◆使えるエプロンとは

 無いと困る、というほどのものではありませんが、大抵の花屋さんはつけています。
 花屋業務は汚れますから、「閉店後、着替えもしないで電車に乗って帰る」ような場合は、やはりつけたほうが良いと思います。「どこがどんなに汚れてもかまわん」という人には不要です。

 店の揃いのエプロンがある場合もありますが、自前で持ってきてと言われる場合も多いので、セレクトのポイントを紹介しましょう。

(1)色は濃いめ、生地は厚め

 色が濃い目が良いのは、言うまでも無く、汚れを目立たせないためです。薄い色のエプロンが無残に汚れていく有様は、つけないほうがましなくらいです。私は基本的に黒を選びます。
 生地厚の方は、大きな力がかかる仕事が多いからです。毎日紐が切れたりしてたら、話になりませんからね。

(2)前にスリット有りタイプ

 花屋さんは、足を踏ん張る仕事、立膝で行う仕事が多いので、足捌きを良くするため、前が割れているものを私は選びます。

(3)ポケットは多い方が良い

 花屋さんは、常に携帯する細かい道具が結構多いのです。ざっと挙げてみますと、

  • 鋏(紙類を切るための)
  • ボールペン
  • マジック
  • 電卓
  • フローラルテープ
  • ホチキス
  • メモ用紙

 こんなところでしょうか。
 ボールペンなんて机の上に置いとけばいいじゃん、というのは、作業スペースのゆったりした花屋さんです。私は、大人数で、小さな作業スペースを奪い合い、狭くて店内移動もままならないような店をいくつも経験しましたので、「今、自分が立っている場所で、何もかも行える」状況を作るために、ポケットたっぷりエプロンをフル活用していました。 

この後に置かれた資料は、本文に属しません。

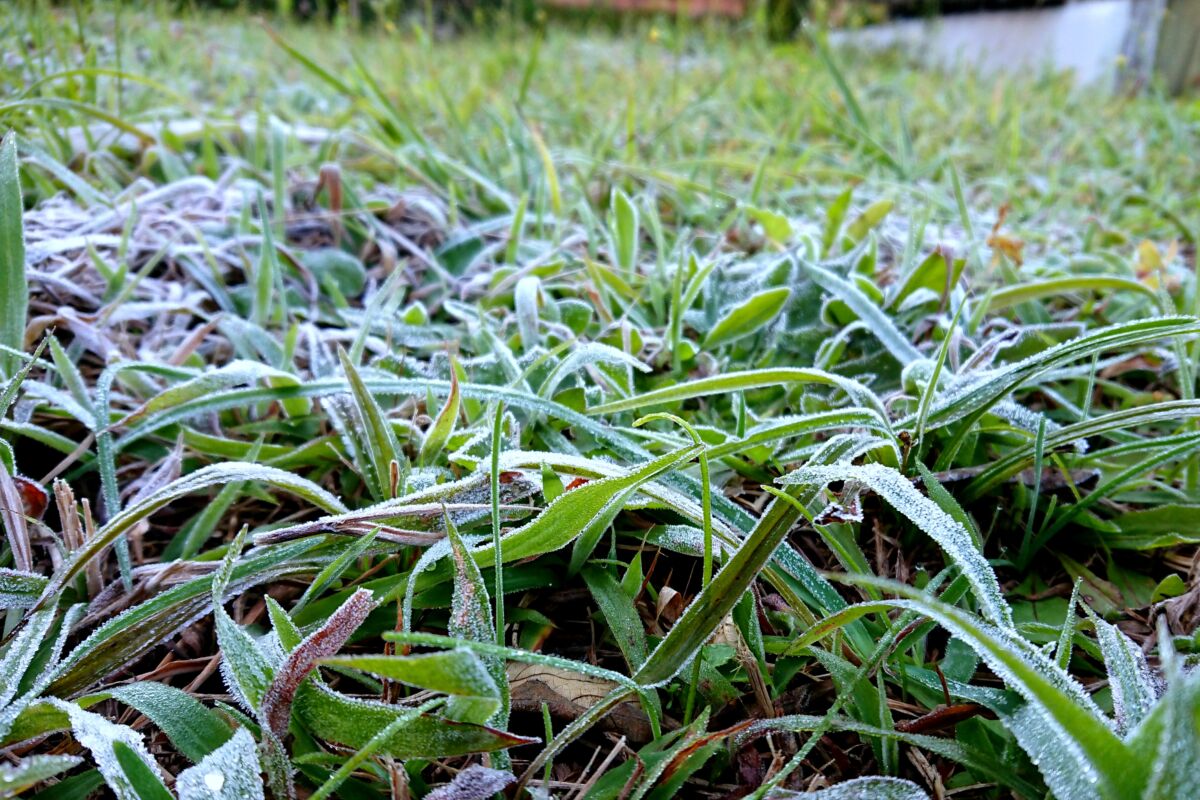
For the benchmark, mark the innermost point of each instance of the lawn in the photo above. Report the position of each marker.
(577, 411)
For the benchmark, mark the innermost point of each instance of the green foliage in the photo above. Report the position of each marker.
(643, 380)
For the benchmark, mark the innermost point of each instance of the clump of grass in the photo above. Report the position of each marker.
(673, 422)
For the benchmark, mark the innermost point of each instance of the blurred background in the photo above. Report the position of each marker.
(1122, 41)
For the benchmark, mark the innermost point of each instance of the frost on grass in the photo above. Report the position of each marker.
(923, 512)
(229, 773)
(475, 782)
(1134, 689)
(19, 589)
(863, 788)
(30, 770)
(99, 735)
(325, 641)
(21, 653)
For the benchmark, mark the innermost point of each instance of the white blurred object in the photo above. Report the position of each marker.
(1086, 37)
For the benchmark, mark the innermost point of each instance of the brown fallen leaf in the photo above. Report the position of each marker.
(568, 695)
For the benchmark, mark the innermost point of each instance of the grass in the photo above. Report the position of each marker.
(588, 415)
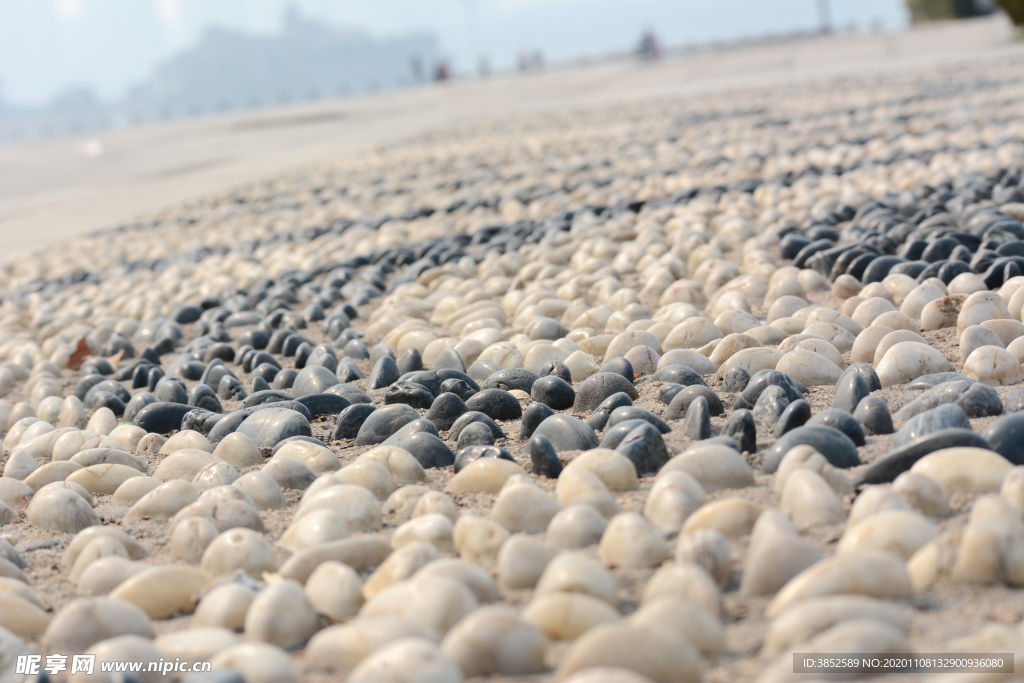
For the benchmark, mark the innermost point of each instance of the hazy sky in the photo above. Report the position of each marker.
(50, 45)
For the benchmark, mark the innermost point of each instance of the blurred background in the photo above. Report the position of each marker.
(69, 67)
(114, 110)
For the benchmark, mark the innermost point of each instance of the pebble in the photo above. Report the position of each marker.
(706, 548)
(713, 467)
(477, 540)
(901, 532)
(872, 572)
(965, 469)
(521, 561)
(660, 657)
(776, 554)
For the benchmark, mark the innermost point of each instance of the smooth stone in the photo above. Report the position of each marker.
(620, 366)
(696, 425)
(1006, 436)
(906, 361)
(645, 447)
(435, 602)
(84, 622)
(574, 526)
(850, 389)
(426, 447)
(842, 421)
(631, 542)
(810, 501)
(409, 393)
(925, 494)
(384, 374)
(511, 378)
(713, 467)
(706, 548)
(383, 423)
(797, 414)
(947, 416)
(770, 404)
(567, 615)
(265, 428)
(678, 374)
(807, 619)
(625, 413)
(314, 379)
(681, 401)
(553, 391)
(599, 420)
(870, 572)
(544, 458)
(735, 380)
(993, 366)
(61, 510)
(485, 475)
(975, 398)
(872, 414)
(901, 532)
(445, 410)
(473, 453)
(434, 528)
(163, 502)
(469, 418)
(163, 591)
(567, 433)
(775, 555)
(239, 549)
(662, 658)
(282, 615)
(523, 508)
(965, 469)
(576, 571)
(496, 640)
(531, 419)
(741, 428)
(315, 527)
(597, 388)
(161, 418)
(730, 516)
(834, 444)
(496, 403)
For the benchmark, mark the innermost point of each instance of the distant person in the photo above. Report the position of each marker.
(649, 48)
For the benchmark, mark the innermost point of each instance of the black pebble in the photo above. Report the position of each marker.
(445, 410)
(600, 417)
(735, 380)
(872, 413)
(409, 393)
(475, 433)
(620, 366)
(384, 374)
(796, 415)
(497, 403)
(411, 361)
(740, 426)
(681, 402)
(842, 421)
(554, 391)
(543, 458)
(531, 419)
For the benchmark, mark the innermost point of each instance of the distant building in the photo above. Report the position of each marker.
(307, 59)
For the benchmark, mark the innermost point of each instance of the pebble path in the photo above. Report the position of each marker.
(653, 392)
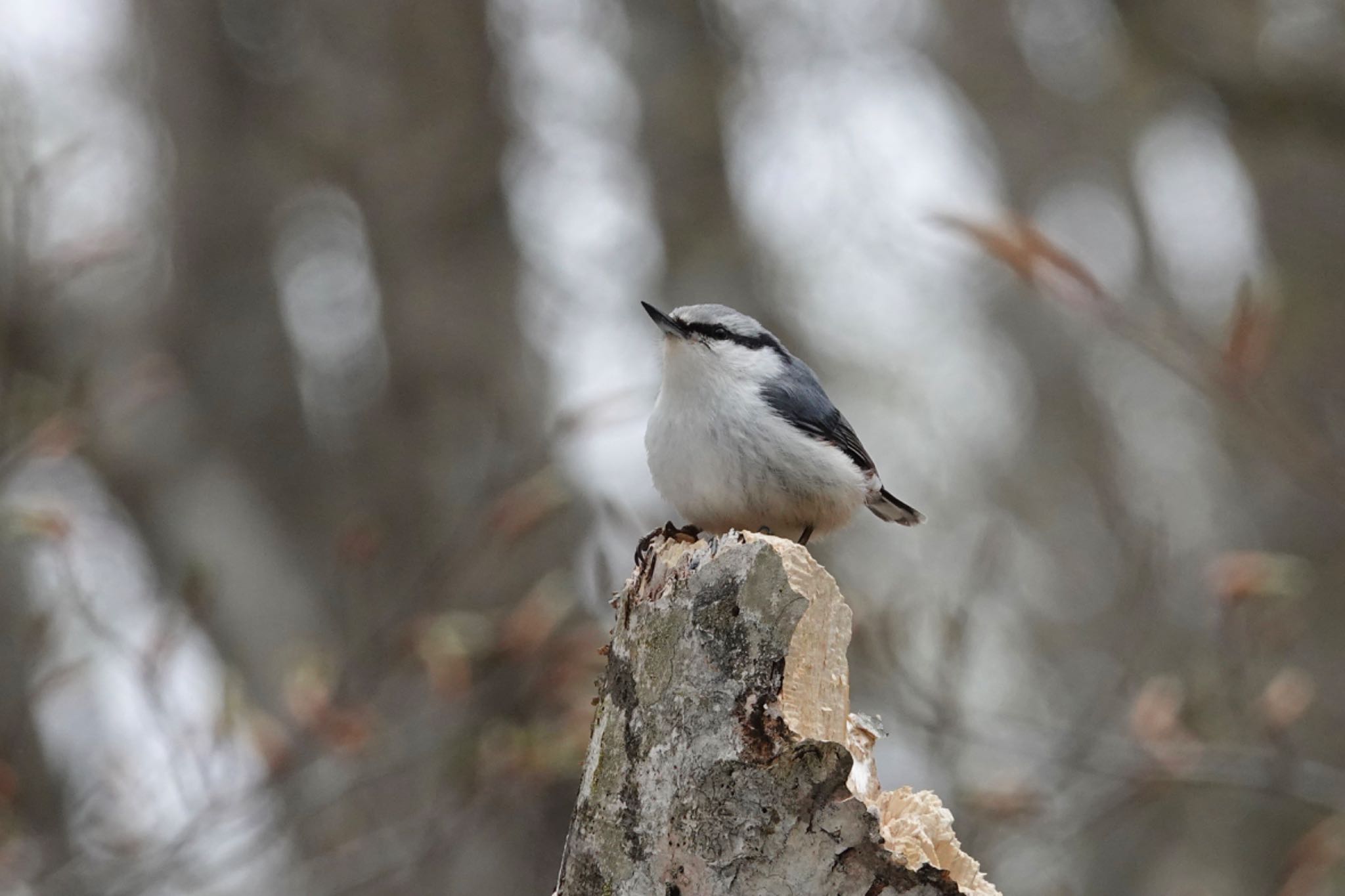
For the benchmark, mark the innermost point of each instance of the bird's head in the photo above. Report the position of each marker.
(715, 340)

 一つくらい、ファスナーの付いているポケットがあると、更に便利です。歩いて大きな鉢物配達+○○買って帰ってきてね、みたいなお使いを頼まれたときにも、ファスナーポケットにお金を入れてしまえば、バック類を何も持たず、両手は品物のために使うだけで、身軽に出て行くことができます。

◇私が使っているエプロンはこんな感じ

【イージーケアエプロン】汚れに強い!洗濯に強い!漂白に強い!
↑こんなやつを使っています。常に、4枚くらい持っています。

 黒い前割れのエプロンというのは、どういうわけかスーパーなどではあまり見かけません。ただし、稀に見かけたときには、ヤケッパチみたいな安値で売っていることが多いです。要するに、一般にはあまり売れないってことでしょうか?

◇「フローリストエプロン」というものがある

 巷には、「フローリストエプロン」というものが売っています。たとえば、楽天市場で検索してみると、このようなものがヒットします→楽天市場の フローリストエプロン

 「フローリストエプロン」として売っているものは、ほとんどが、シンプルで単色で、丈夫な生地のエプロンです。
 特に、「花屋に便利な機能」みたいなものは付いているわけではなく、いかにも花屋さんがつけていそうなエプロン、という意味のネーミングのように思えます。なので、特に「フローリストエプロン」の名称にこだわることなく、シンプルなエプロンを探して買えばいいんじゃないかな……と、個人的には思います。